L’État haïtien, habitué à gérer les affaires de l’Église, a peur de perdre ce contrôle que les
chefs d’État considéraient comme un privilège qui remontait déjà à l’époque coloniale. La jeune
République craint également que la France et l’Espagne ne s’infiltrent à travers le Saint-Siège
pour reconquérir le pays. A cela s’ajoute aussi le sentiment anti-clérical des intellectuels
haïtiens nourris de l’esprit de la Révolution Française et renforcés dans leur théologie par la
lutte des Francs-maçons contre l’Eglise catholique.
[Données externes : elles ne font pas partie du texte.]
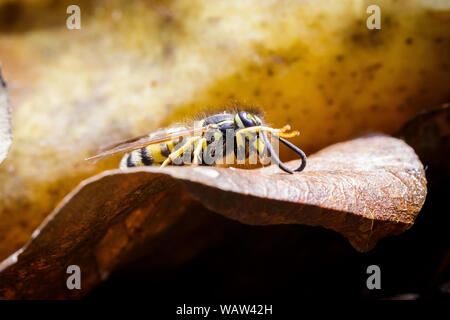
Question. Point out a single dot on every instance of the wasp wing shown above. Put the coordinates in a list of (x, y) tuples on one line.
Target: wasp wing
[(143, 141)]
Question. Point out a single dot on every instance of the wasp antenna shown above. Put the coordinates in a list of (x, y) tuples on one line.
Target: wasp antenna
[(296, 149), (274, 155)]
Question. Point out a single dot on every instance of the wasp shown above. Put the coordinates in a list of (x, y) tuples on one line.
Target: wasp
[(207, 142)]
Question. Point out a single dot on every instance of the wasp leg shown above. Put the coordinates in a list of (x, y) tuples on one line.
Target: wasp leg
[(201, 145), (180, 151)]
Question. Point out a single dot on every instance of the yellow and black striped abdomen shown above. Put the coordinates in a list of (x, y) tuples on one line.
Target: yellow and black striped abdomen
[(153, 154)]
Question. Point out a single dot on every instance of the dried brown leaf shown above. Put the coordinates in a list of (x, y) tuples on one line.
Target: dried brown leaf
[(5, 120), (366, 189)]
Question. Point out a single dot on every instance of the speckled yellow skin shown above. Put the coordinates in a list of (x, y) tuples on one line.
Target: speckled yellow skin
[(134, 67)]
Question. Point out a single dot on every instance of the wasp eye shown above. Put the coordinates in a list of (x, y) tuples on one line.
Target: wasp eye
[(245, 120)]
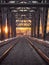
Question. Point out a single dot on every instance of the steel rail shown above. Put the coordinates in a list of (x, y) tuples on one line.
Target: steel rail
[(40, 42), (43, 56), (24, 5), (5, 42)]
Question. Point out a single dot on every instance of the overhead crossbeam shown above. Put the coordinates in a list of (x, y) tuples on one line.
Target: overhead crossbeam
[(24, 5)]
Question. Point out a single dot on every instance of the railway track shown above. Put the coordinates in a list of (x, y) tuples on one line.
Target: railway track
[(40, 42), (6, 42), (24, 53), (5, 53), (44, 57)]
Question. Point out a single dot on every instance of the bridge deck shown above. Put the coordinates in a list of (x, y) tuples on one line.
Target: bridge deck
[(23, 53)]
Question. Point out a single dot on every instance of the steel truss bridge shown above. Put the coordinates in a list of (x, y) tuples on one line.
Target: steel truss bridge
[(13, 10)]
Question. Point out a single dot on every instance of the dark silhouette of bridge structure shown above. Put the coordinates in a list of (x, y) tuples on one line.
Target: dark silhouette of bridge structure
[(34, 10)]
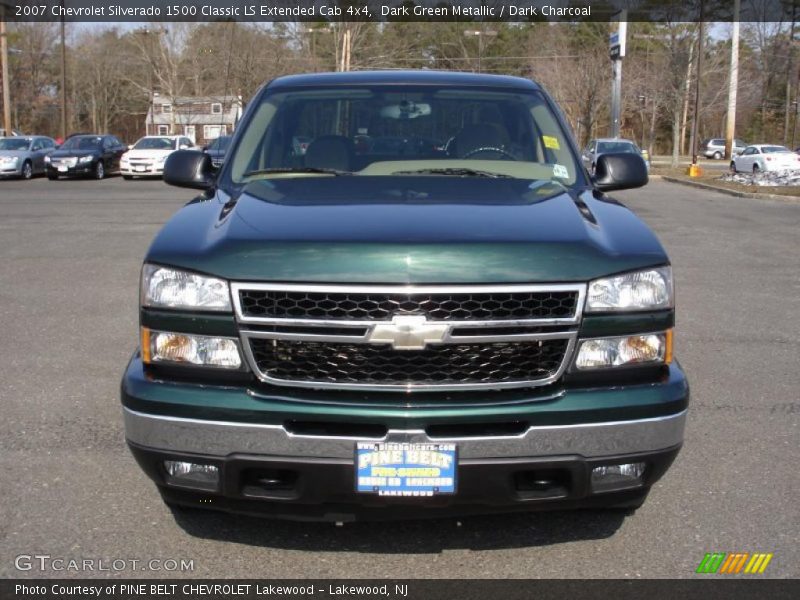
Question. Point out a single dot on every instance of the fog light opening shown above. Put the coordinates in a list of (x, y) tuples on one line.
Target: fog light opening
[(193, 475), (609, 478)]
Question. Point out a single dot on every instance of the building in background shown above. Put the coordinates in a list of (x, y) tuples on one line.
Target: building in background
[(200, 118)]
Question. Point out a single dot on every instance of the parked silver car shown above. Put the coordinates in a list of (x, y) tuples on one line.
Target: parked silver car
[(23, 156), (715, 148)]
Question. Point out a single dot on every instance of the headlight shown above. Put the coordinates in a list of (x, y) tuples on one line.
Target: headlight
[(187, 349), (639, 290), (163, 287), (629, 350)]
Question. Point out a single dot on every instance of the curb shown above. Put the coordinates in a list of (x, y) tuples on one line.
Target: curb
[(729, 192)]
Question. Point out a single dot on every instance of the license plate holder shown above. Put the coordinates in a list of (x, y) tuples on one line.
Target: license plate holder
[(406, 469)]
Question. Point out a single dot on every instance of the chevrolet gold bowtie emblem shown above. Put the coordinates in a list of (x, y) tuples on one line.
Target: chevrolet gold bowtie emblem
[(408, 332)]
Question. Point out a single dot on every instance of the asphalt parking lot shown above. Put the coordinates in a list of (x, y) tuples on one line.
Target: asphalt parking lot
[(71, 254)]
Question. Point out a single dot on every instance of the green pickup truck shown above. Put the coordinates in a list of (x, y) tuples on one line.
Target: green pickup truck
[(429, 307)]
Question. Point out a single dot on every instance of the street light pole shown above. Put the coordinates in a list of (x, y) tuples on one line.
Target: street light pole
[(694, 170), (63, 78), (4, 58), (617, 52), (733, 84)]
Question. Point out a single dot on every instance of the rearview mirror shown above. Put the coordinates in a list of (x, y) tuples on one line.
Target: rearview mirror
[(189, 168), (619, 171)]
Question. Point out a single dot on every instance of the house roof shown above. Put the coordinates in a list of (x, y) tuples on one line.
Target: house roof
[(232, 110)]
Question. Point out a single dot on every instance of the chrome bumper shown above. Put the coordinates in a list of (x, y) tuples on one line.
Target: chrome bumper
[(219, 438)]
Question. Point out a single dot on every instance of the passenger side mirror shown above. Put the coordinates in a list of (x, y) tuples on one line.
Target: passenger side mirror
[(619, 171), (189, 168)]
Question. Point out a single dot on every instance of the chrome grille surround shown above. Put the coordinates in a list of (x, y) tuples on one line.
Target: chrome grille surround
[(342, 331)]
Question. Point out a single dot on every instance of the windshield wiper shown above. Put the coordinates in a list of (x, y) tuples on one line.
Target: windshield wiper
[(458, 172), (277, 170)]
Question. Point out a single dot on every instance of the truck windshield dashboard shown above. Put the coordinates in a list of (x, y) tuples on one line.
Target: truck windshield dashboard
[(401, 130)]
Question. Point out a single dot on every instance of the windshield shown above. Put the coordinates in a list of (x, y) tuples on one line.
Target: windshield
[(14, 144), (613, 147), (82, 143), (403, 130), (221, 143), (155, 144), (773, 149)]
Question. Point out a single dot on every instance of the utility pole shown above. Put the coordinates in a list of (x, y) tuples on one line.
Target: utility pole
[(63, 78), (617, 53), (347, 44), (789, 70), (6, 85), (480, 33), (694, 170), (733, 84)]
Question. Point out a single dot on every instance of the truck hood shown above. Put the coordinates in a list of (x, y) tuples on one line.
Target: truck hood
[(409, 230), (13, 153)]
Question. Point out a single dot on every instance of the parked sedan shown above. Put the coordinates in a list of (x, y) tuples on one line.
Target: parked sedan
[(148, 155), (87, 156), (764, 157), (24, 156), (600, 146)]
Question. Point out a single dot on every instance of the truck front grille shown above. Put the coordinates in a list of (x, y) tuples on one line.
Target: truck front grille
[(407, 338), (450, 364), (435, 306)]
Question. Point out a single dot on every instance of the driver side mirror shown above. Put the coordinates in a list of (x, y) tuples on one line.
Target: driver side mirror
[(619, 171), (189, 168)]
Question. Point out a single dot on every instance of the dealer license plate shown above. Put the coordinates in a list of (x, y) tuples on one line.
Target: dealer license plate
[(405, 469)]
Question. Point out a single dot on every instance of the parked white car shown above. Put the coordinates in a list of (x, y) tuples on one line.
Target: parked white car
[(765, 157), (146, 157)]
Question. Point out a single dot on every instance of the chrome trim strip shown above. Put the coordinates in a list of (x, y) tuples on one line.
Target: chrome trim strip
[(221, 438), (412, 387), (238, 286)]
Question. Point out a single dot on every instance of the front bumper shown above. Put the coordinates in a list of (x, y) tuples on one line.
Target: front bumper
[(7, 170), (150, 170), (252, 436), (79, 169)]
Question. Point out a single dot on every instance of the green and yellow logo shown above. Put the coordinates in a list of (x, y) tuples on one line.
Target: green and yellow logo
[(733, 563)]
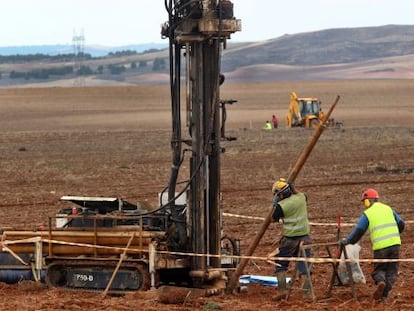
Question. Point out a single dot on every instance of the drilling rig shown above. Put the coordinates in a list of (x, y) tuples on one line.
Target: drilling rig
[(197, 33), (107, 243)]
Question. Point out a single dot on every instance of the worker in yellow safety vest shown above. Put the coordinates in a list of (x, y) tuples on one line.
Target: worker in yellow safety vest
[(290, 207), (384, 226)]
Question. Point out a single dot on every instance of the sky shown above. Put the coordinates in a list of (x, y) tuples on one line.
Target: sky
[(124, 22)]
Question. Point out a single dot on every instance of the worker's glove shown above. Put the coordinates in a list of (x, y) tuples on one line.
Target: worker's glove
[(344, 241)]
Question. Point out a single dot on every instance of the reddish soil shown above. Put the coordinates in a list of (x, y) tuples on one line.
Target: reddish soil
[(114, 141)]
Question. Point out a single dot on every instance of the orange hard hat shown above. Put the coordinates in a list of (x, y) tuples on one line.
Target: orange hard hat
[(370, 194)]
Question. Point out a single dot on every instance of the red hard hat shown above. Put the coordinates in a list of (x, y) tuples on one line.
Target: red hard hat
[(370, 194)]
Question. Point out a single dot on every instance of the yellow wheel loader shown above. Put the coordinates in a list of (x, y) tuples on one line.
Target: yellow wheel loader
[(306, 112)]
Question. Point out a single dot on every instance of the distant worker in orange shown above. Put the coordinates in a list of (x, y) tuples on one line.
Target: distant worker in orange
[(275, 121), (384, 226)]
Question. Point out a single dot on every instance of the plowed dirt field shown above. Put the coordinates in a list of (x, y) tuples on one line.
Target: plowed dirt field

Du côté du clergé d’Haïti, la Révolution de 1791-1804 avait laissé une Église désorganisée et
pratiquement indépendante du Saint-Siège. Les prêtres qui desservent la population sont peu
nombreux et la plupart sont de moeurs dissolues. S’arrangeant avec le pouvoir politique pour
obtenir les postes qu’ils désirent, ils n’entendent pas se soumettre à un pouvoir ecclésiastique.
D’autre part, ils craignent de perdre les avantages matériels que leur enlèverait l’établissement
des rapports normaux entre l’Eglise et l’État. Aussi vont-ils de toutes les intrigues pour
empêcher la signature du Concordat. On se souviendra longtemps encore des exploits de
l’Abbé Cessens qui usurpe le titre de délégué du Saint-Siège pour sacrer Soulouque empereur.
Mais on comprendra également la délicatesse de la question haïtienne pour Rome qui avait
accepté cependant que le même Cessens fût nommé Préfet apostolique en 1846.
Dans l’euphorie générale de son accession au pouvoir, Geffrard envoie une délégation à Rome
pour la conclusion de ces accords. Rome présente un texte où les concessions au
gouvernement haïtien son amoindries. Des deux côtés on s’empresse d’arriver à une entente.
Aussi faudra-t-il constamment ajouter des notes additionnelles pour assurer l’application du
concordat.
Le Concordat sera signé à Rome le 28 mars 186O et approuvé par le Sénat d’Haïti en août de
la même année. Une annexe ajoutée au Concordat en 1861 prévoira l’organisation de l’Église
d’Haïti avec la création de cinq diocèses. Port-au-Prince sera érigé en archidiocèse en 1862.
Ce qui signifie pour Haïti la restauration de la hiérarchie et de la discipline ecclésiastique. En
1863, Monseigneur Testard Ducosquer, un Français de la Bretagne, sera sacré archevêque de
Port-au-Prince à Rome. Dans l’immédiat Geffrard confie à trois congcrégations religieuses
d’origine française l’oeuvre de rénovation de l’éducation en Haïti : la Congrégation du Saint
Esprit et du Saint Coeur de Marie, la Congrégation des Frères de l’Instruction chrétienne de
Ploërmel et la Congrégation des Soeurs de Saint Joseph de Cluny.
Les deux parties, le Gouvernement haïtien et le Saint-Siège, se réjouissent de la signature de
cet accord. Le peuple haïtien et l’Église d’Haïti tireront certes de grands avantages de ce traité
dont les démarches ont trop duré. Mais on sent peser sur Haïti une hypothèque, une main
étrangère, dont il sera difficile de se débarrasser. On ne saurait sans doute souscrire à la
réflexion acerbe et anticléricale de Louis Joseph Janvier, mais le grand politologue montre avec
justesse l’autre côté de la médaille. “En 1860, écrit-il, Hédouville est revenu revêtu d’une
soutane et il ne s’est pas trouvé de Toussaint pour le chasser”.